Axel era incapaz de contarle todo lo que iba haciendo y lo que pensaba hacer. No soportaba que le controlasen. Su pericia se fundamentaba en poder hacer «lo que le saliese de los huevos» en todo momento.
Le habló a Ortiz de sus impresiones en la radio y le ocultó sus impresiones en La Moraleja. Le dejó a Loor que eligiese si quería hablarle del chino del hotel. Su compañera narró su visita sin entrar en detalles porque intuía que eso era lo que Axel prefería y quería tenerlo de su lado. Juntos eran más fuertes. Y en cualquier investigación policial, la primera batalla que se libra, antes que contra cualquier criminal y contra uno mismo, es contra los jefes.
Axel adornó sus explicaciones para que pareciesen más de lo que eran y le dejó claro a Ortiz que seguirían cumpliendo con su parte de este quid pro quo que había ideado. Al emplear la segunda expresión en latín en tan poco tiempo fue consciente de que se había abierto una pequeñísima herida en su ego que sangraba a borbotones.

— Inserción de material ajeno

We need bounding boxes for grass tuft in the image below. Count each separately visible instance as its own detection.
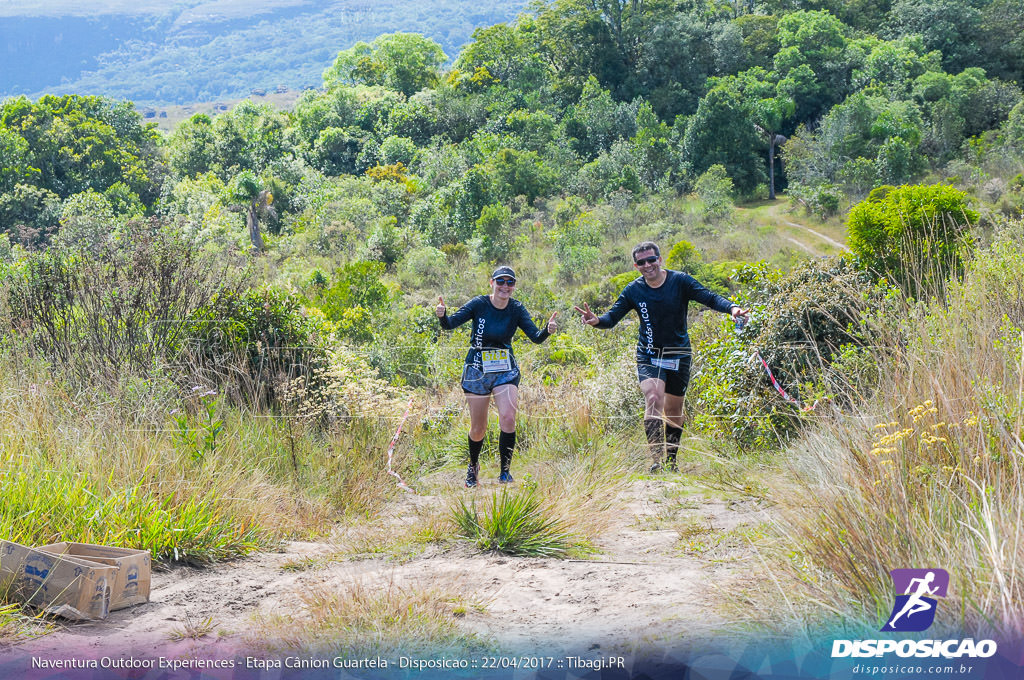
[452,486,571,557]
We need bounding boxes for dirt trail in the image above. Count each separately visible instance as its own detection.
[12,475,766,656]
[759,201,850,256]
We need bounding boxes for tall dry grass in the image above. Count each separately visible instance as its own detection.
[779,222,1024,634]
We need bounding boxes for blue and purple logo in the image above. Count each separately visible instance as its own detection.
[882,569,949,633]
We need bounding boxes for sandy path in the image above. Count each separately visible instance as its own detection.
[6,477,765,656]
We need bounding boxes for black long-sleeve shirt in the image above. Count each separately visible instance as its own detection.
[438,295,549,367]
[597,269,734,357]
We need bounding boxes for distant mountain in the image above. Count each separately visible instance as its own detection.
[0,0,527,105]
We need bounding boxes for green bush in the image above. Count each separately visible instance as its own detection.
[847,184,978,293]
[693,163,733,218]
[398,246,451,290]
[689,258,881,449]
[187,287,331,405]
[472,203,518,262]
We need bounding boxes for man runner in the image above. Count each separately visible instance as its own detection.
[575,241,750,472]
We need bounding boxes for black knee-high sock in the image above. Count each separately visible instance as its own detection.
[665,425,683,463]
[469,437,483,467]
[498,432,515,471]
[643,418,665,463]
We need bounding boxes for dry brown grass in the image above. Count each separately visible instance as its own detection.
[256,582,484,656]
[777,224,1024,634]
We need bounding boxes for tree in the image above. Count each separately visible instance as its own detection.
[683,87,765,194]
[227,170,276,253]
[0,94,164,206]
[168,114,217,177]
[714,69,798,201]
[324,33,447,96]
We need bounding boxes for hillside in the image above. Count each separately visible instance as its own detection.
[0,0,525,104]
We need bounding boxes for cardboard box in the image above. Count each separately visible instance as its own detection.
[36,542,152,611]
[0,541,118,621]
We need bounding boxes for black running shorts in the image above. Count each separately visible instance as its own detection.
[637,354,690,396]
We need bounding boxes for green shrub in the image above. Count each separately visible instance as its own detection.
[665,241,702,271]
[580,269,640,308]
[472,203,518,262]
[548,333,594,366]
[689,258,882,449]
[187,287,330,405]
[398,246,451,290]
[847,184,978,293]
[551,201,601,281]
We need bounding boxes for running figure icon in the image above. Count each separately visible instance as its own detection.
[882,568,949,632]
[889,571,939,629]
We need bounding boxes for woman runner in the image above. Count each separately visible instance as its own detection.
[434,266,558,488]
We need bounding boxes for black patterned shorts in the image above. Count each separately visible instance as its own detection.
[462,365,519,394]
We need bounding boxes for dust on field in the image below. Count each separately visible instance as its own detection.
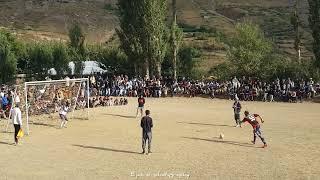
[0,98,320,180]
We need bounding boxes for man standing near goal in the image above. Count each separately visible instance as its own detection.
[136,95,146,117]
[241,111,267,148]
[11,104,22,145]
[59,101,70,128]
[140,110,153,155]
[232,97,241,127]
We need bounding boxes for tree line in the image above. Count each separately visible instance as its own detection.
[0,0,320,83]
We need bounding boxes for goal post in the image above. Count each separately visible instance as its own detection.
[24,78,90,134]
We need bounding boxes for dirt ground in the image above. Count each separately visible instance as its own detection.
[0,98,320,180]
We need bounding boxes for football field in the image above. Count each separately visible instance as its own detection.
[0,98,320,180]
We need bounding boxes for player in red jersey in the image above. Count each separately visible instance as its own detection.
[241,111,267,148]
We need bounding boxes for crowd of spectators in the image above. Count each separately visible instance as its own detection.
[0,74,320,118]
[90,74,320,102]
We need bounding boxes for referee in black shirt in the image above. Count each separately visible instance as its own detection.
[140,110,153,155]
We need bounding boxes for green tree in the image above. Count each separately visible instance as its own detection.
[308,0,320,68]
[291,0,301,62]
[178,47,201,77]
[0,32,17,83]
[170,0,183,80]
[68,23,86,74]
[52,42,71,75]
[117,0,168,76]
[28,43,53,78]
[228,22,272,76]
[116,0,144,75]
[141,0,168,77]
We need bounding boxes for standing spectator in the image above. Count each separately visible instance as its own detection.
[11,104,22,145]
[140,110,153,155]
[232,98,242,127]
[59,102,70,128]
[136,95,146,117]
[1,94,9,111]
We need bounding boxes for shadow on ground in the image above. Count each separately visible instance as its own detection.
[0,141,14,146]
[105,114,136,119]
[32,122,59,129]
[177,122,234,127]
[182,137,258,148]
[72,144,140,154]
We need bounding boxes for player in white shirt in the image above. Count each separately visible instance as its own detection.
[11,104,22,145]
[59,102,70,128]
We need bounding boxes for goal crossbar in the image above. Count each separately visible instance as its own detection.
[24,78,90,135]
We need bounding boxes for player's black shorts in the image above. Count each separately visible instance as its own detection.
[234,114,240,120]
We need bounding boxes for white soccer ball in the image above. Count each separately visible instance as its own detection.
[219,133,224,139]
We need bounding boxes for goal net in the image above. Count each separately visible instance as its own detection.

—Por cierto, antes de que os vayáis, ¿hemos localizado el teléfono móvil de Goya? —preguntó Ortiz.
—El móvil desapareció de la escena junto a la ropa del fallecido. Ya no va a aparecer. Nada de lo que falta va a aparecer, apostaría a que ni siquiera aparece su pene.
Axel creía en lo que decía aunque sabía que ese vaticinio arriesgado se le podía volver en contra.
—Puede que tengas razón pero, al menos, ahora tenemos esto. —Ortiz lanzó sobre la mesa un manojo de folios, sin carpeta, grapados en la esquina superior izquierda. Axel y Loor se miraron sin comprender—. He pedido un listado completo de los smartphones que se conectaron esa noche, entre la una y las ocho de la mañana, a la torre de comunicaciones más cercana a la calle San Bernardino, donde apareció el cuerpo. Caballeros, en esas hojas se esconde el número de teléfono del culpable.
—¿Me la puedo quedar? —preguntó Axel.
—Solo si es para atrapar a ese malnacido.
Dios, qué yankee es este tío.
—Descuida, jefe. Conozco a alguien que tal vez pueda echarnos un cable.
Ya en el coche, y tras despedirse de Loor, Axel activó su llamada de emergencia en estos casos. Pensó que igual estaba abusando, pero descartó esa idea en cuanto hizo algo de memoria.
—Chema.
—Buf. Déjate de Chema, eh. Que no eres mi amigo. Para ti sigo siendo Garrido.
—Joder, hay que ver cómo te pones. Está bien, tienes razón, no soy tu amigo pero tú si que vas a ser el mío y, precisamente por eso, vas a hacerme un favor de los grandes.
—Te estás pasando, Axel. Ni siquiera tengo todavía lo que me pediste del Max Morán ese.
—¿Quieres que repasemos juntos lo que ocurrió hace…
—Vale, vale. ¿Qué quieres?
Axel se miró en el espejo retrovisor. Le dieron ganas de guiñarse un ojo.
—Tú tenías un contacto acojonante en Telefónica, ¿verdad?